Jalan keluar dari pantai ini sama seperti jalan masuknya, tapi nanti melewati jalan yang ketika pagi ditutup. Di jalan ini terlihat pemandangan yang cukup aneh. Di sepanjang jalan ditanami pohon jati baik di kiri ataupun di kanan jalan. Namun anehnya pohon jati sebelah kiri berdaun hijau, sedangkan sebelah kanan sudah meranggas terpisahkan oleh jalan, tentunya hal ini tidak terjadi di semua titik. Karena tidak membayar, jadi saya tidak tahu biaya retribusi ke pantai ini, bayar parkir pun tidak (mungkin standar tempat wisata).

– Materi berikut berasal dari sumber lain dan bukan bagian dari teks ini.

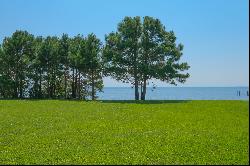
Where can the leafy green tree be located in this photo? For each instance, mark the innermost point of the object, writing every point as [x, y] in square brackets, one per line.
[75, 48]
[140, 51]
[92, 64]
[50, 61]
[160, 55]
[17, 50]
[36, 70]
[64, 45]
[121, 52]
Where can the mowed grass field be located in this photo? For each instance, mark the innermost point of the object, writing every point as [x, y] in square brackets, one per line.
[124, 132]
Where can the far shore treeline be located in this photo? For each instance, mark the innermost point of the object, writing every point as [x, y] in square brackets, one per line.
[73, 67]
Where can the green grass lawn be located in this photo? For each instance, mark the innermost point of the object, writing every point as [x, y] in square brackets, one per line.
[120, 132]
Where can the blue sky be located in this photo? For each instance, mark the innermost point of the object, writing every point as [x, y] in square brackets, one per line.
[215, 33]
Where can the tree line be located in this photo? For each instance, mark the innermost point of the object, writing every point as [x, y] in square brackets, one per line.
[73, 67]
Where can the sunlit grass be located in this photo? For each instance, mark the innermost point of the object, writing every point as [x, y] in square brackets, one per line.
[124, 132]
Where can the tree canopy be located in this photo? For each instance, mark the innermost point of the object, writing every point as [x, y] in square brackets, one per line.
[73, 67]
[142, 50]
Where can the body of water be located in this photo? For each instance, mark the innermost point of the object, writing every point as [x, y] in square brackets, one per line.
[177, 93]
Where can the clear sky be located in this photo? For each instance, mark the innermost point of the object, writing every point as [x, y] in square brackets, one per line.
[215, 33]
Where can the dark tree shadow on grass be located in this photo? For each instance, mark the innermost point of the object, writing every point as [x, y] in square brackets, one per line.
[108, 101]
[144, 102]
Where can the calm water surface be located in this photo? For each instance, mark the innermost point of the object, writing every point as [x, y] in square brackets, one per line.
[177, 93]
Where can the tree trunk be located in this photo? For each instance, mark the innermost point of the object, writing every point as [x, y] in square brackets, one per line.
[40, 84]
[143, 94]
[73, 84]
[65, 84]
[93, 85]
[79, 85]
[136, 89]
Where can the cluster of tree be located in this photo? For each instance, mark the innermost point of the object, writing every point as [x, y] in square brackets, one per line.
[52, 67]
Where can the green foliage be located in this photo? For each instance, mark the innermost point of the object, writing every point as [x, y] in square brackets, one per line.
[124, 132]
[17, 50]
[140, 51]
[50, 67]
[73, 68]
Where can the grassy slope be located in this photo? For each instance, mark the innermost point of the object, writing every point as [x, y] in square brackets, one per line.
[73, 132]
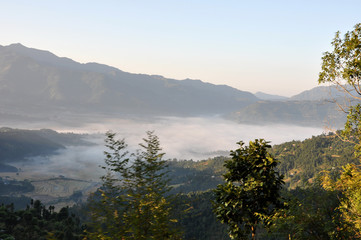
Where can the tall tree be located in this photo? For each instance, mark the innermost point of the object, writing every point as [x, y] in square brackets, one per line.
[134, 202]
[251, 193]
[342, 67]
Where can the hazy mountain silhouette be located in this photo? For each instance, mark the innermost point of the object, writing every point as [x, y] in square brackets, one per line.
[33, 80]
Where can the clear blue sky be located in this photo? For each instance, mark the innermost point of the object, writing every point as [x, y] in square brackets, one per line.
[270, 46]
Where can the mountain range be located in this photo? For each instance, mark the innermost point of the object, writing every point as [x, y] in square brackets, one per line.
[36, 84]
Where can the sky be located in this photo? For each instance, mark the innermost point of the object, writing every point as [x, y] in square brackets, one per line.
[269, 46]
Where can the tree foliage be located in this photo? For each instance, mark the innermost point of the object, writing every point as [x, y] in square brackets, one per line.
[133, 200]
[251, 193]
[342, 67]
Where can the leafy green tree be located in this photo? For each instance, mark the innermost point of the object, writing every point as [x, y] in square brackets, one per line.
[133, 200]
[342, 67]
[251, 194]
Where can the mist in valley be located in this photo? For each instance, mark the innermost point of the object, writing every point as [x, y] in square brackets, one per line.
[193, 138]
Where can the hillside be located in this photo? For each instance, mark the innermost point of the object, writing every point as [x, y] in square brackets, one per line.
[304, 113]
[39, 83]
[17, 145]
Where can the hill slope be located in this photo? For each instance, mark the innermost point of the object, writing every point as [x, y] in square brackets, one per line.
[34, 80]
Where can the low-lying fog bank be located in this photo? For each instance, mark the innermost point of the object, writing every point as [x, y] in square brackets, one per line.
[181, 138]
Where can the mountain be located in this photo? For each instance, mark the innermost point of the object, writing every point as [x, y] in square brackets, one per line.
[319, 93]
[35, 81]
[266, 96]
[304, 113]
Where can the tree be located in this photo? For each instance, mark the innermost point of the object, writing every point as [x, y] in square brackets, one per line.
[342, 67]
[133, 199]
[251, 193]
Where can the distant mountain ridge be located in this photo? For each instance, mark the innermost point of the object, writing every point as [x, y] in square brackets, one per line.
[44, 81]
[38, 85]
[272, 97]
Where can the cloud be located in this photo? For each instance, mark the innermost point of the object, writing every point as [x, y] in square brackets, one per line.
[181, 138]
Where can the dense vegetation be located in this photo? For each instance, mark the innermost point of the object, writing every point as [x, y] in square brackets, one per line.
[37, 222]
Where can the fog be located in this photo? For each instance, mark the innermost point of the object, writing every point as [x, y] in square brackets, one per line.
[181, 138]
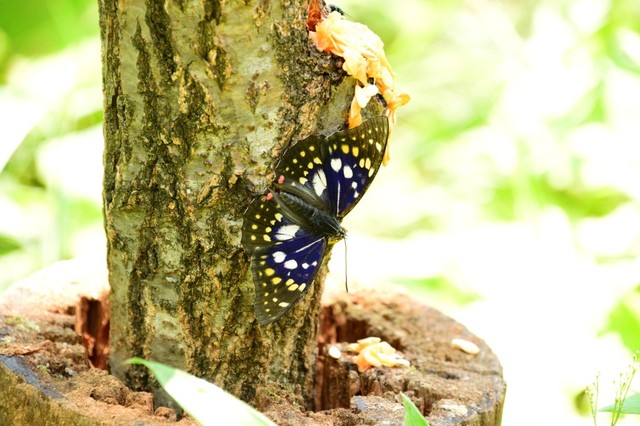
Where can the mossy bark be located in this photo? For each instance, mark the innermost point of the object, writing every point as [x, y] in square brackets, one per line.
[199, 100]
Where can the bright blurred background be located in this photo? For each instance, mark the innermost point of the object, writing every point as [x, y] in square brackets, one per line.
[512, 202]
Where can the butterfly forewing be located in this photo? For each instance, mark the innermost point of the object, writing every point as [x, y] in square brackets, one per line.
[283, 273]
[303, 165]
[285, 258]
[354, 157]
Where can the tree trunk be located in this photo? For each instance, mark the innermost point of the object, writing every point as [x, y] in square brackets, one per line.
[200, 98]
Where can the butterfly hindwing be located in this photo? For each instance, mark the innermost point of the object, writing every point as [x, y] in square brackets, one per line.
[303, 165]
[283, 273]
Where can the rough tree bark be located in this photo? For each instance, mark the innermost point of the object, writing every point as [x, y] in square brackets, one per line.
[200, 98]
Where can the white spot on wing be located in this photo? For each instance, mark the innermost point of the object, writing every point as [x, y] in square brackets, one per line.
[287, 232]
[336, 164]
[319, 182]
[291, 264]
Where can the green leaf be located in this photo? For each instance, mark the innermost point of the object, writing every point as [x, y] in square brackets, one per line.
[204, 401]
[631, 405]
[412, 416]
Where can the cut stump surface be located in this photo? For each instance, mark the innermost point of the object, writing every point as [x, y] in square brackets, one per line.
[53, 327]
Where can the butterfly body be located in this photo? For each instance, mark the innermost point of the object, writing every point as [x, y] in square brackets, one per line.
[287, 233]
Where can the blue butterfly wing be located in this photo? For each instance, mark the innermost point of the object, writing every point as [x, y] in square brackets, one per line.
[303, 166]
[285, 259]
[331, 173]
[337, 169]
[353, 160]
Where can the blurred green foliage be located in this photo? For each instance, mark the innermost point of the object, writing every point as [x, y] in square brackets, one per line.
[517, 158]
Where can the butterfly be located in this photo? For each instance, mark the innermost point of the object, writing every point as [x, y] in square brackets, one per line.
[287, 232]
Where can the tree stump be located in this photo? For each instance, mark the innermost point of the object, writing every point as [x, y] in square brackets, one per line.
[53, 330]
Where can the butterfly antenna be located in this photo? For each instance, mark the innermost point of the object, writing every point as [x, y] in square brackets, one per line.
[346, 274]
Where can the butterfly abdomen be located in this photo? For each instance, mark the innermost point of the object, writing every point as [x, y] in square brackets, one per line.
[288, 232]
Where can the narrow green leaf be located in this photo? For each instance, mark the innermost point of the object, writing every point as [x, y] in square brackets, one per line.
[631, 405]
[412, 416]
[204, 401]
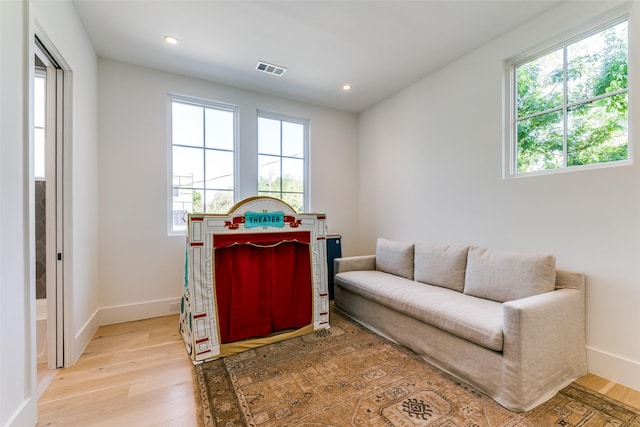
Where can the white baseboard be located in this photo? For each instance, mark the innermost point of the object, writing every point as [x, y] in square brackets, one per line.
[83, 337]
[614, 368]
[139, 311]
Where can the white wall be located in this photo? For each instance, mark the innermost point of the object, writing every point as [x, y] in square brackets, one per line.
[17, 344]
[431, 166]
[65, 34]
[141, 267]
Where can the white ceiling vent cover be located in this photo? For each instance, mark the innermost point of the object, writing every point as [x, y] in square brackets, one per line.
[276, 70]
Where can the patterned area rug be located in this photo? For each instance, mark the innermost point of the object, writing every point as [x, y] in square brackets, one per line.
[348, 376]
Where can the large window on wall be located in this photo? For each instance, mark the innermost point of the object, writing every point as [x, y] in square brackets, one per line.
[282, 159]
[569, 105]
[203, 145]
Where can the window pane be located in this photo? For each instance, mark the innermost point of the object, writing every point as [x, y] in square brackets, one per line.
[598, 64]
[292, 139]
[268, 136]
[188, 164]
[218, 201]
[187, 126]
[540, 84]
[597, 131]
[540, 143]
[294, 200]
[270, 194]
[293, 175]
[184, 201]
[269, 173]
[219, 129]
[219, 169]
[39, 104]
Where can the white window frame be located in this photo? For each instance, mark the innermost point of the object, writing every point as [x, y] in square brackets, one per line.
[510, 138]
[306, 173]
[204, 103]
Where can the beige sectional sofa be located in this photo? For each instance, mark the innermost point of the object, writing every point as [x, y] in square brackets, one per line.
[509, 324]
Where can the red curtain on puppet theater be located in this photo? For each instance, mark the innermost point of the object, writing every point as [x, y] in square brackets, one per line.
[262, 283]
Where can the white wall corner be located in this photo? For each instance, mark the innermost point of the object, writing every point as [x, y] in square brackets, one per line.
[139, 311]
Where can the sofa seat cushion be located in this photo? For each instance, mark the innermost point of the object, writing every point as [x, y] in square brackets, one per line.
[474, 319]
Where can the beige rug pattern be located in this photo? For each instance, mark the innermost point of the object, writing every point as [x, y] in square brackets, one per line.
[348, 376]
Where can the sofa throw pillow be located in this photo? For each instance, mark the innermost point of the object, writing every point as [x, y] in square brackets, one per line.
[395, 257]
[441, 265]
[506, 276]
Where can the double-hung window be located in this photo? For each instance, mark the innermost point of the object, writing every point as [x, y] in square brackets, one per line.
[569, 105]
[282, 159]
[203, 141]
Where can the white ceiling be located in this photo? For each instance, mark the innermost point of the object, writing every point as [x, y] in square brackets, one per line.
[379, 47]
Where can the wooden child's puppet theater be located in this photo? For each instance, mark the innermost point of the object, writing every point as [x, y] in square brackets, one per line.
[253, 276]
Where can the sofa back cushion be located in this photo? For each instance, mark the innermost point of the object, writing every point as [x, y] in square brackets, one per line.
[506, 276]
[395, 257]
[441, 265]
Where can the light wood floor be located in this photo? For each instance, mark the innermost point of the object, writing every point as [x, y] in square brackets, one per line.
[139, 374]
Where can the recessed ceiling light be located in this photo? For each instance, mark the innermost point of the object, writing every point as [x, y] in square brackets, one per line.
[265, 67]
[171, 40]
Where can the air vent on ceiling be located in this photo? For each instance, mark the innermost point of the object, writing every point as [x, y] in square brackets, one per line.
[276, 70]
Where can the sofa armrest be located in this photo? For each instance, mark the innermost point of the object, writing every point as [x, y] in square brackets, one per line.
[544, 343]
[355, 263]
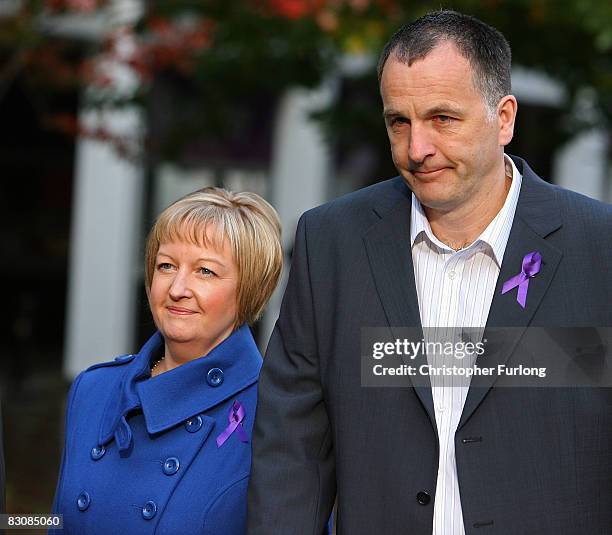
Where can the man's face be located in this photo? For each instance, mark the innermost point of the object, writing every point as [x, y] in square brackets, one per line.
[443, 142]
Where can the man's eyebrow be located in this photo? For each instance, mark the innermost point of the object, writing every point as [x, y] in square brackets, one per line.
[444, 109]
[390, 113]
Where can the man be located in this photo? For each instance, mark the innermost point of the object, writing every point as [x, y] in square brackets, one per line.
[434, 249]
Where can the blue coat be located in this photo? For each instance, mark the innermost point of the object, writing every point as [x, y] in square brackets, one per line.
[141, 454]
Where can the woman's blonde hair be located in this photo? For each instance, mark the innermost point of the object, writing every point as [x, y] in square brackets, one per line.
[252, 228]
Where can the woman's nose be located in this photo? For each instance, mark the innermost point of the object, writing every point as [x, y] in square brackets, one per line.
[181, 286]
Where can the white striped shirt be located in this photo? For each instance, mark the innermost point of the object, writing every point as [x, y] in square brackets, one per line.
[455, 289]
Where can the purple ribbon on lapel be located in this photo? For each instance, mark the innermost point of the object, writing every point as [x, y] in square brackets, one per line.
[530, 268]
[235, 417]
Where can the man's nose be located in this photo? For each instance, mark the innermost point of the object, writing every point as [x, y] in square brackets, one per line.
[181, 286]
[420, 143]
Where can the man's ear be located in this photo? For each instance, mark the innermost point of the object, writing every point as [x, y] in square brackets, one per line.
[506, 115]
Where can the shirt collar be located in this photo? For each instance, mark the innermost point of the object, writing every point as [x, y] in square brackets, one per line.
[495, 235]
[176, 395]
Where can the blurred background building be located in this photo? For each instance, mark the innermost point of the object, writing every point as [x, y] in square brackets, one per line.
[112, 109]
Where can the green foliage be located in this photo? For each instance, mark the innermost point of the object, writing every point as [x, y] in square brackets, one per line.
[224, 56]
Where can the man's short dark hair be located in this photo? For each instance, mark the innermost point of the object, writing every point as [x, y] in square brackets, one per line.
[485, 48]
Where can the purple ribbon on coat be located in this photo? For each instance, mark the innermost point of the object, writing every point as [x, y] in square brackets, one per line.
[235, 417]
[530, 268]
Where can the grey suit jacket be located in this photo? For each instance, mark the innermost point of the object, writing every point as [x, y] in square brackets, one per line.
[529, 460]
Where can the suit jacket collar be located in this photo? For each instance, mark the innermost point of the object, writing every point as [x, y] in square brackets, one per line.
[177, 395]
[387, 244]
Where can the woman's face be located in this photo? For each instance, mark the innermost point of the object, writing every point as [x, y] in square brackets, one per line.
[193, 297]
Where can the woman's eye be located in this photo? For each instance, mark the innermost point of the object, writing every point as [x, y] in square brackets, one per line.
[443, 119]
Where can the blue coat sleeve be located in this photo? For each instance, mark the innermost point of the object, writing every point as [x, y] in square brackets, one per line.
[67, 422]
[293, 468]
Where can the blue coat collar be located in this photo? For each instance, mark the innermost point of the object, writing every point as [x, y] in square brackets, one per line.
[179, 394]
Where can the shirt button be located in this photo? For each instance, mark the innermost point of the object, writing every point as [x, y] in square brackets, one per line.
[83, 501]
[423, 497]
[97, 452]
[193, 425]
[214, 377]
[149, 510]
[171, 466]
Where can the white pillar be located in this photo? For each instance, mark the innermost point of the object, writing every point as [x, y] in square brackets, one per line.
[299, 172]
[105, 247]
[105, 252]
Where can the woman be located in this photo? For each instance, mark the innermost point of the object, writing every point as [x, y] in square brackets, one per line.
[158, 442]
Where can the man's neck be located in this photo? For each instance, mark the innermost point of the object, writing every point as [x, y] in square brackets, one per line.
[461, 227]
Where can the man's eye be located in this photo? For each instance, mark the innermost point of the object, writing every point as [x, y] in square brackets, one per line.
[443, 119]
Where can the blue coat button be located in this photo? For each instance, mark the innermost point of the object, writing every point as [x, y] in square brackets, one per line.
[193, 425]
[149, 510]
[83, 501]
[171, 466]
[214, 377]
[97, 452]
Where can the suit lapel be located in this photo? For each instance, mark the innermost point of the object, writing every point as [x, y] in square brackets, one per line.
[387, 245]
[537, 216]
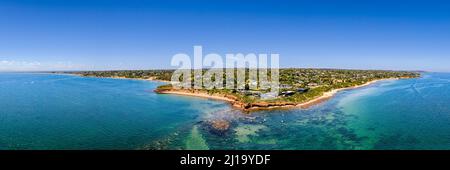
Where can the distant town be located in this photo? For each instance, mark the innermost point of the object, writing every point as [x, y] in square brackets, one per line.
[298, 86]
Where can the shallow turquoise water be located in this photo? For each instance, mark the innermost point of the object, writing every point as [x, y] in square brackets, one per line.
[45, 111]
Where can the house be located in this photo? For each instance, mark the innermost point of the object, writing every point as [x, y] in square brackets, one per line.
[285, 86]
[302, 90]
[287, 93]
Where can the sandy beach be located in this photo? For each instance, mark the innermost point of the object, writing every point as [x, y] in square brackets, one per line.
[304, 105]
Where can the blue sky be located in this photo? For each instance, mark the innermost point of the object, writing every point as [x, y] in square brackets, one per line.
[137, 34]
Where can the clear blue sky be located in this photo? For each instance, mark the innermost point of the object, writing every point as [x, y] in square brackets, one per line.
[132, 34]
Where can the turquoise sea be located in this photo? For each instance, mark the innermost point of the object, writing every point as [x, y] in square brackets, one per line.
[48, 111]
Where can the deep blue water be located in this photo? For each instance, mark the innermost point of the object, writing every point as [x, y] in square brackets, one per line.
[47, 111]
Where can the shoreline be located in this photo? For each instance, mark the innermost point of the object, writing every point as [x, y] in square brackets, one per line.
[268, 106]
[124, 78]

Perjalanan dilanjutkan ke arah Ambulu dan dilanjutkan ke arah Jember. Sepertinya jalan dari sini lebih mudah untuk mencapai pantai Papuma dan mungkin sudah ada petunjuk jelas, tidak seperti melewati sawah (-_-;). Saya sama sekali tidak melewati kota Jember karena langsung pakai jalan sidatan ke Banyuwangi. Padahal dua minggu setelah dari sini diadakan Jember Fashion Carnival yang kelihatannya lebih megah dari Solo Batik Carnival (padahal tidak nonton waktu ke Solo), karena pakaiannya lebih berjumbai-jumbai.
Pohon Jati
Jalan Jember – Banyuwangi awalnya biasa-biasa saja, tapi akhirnya kita akan melalui jalan menanjak berkelak-kelok dengan pinggiran hutan yang untungnya jalannya lebar. Sayangnya di jalan ini banyak pengemis yang meminta-minta seperti di daerah Alas Roban dan jalan Buntu – Banyumas. Yang meminta-minta sih kebanyakan yang wanita dengan membawa anaknya dan yang sudah tua. Kalau ngemis berjamaah gini melihatnya saja sudah memprihatinkan, padahal daerah lain yang masih sama pulaunya aja (ex: Gunungkidul) banyak wanita bahkan yang sudah tua berjalan jauh dengan membawa kayu kok malah di sini pada minta-minta, apa karena jalan tersebut jalan utama yang ramai kendaraan sehingga meminta-minta lebih menguntungkan daripada mengangkut kayu bakar? (maaf aku tidak berada di posisi mereka)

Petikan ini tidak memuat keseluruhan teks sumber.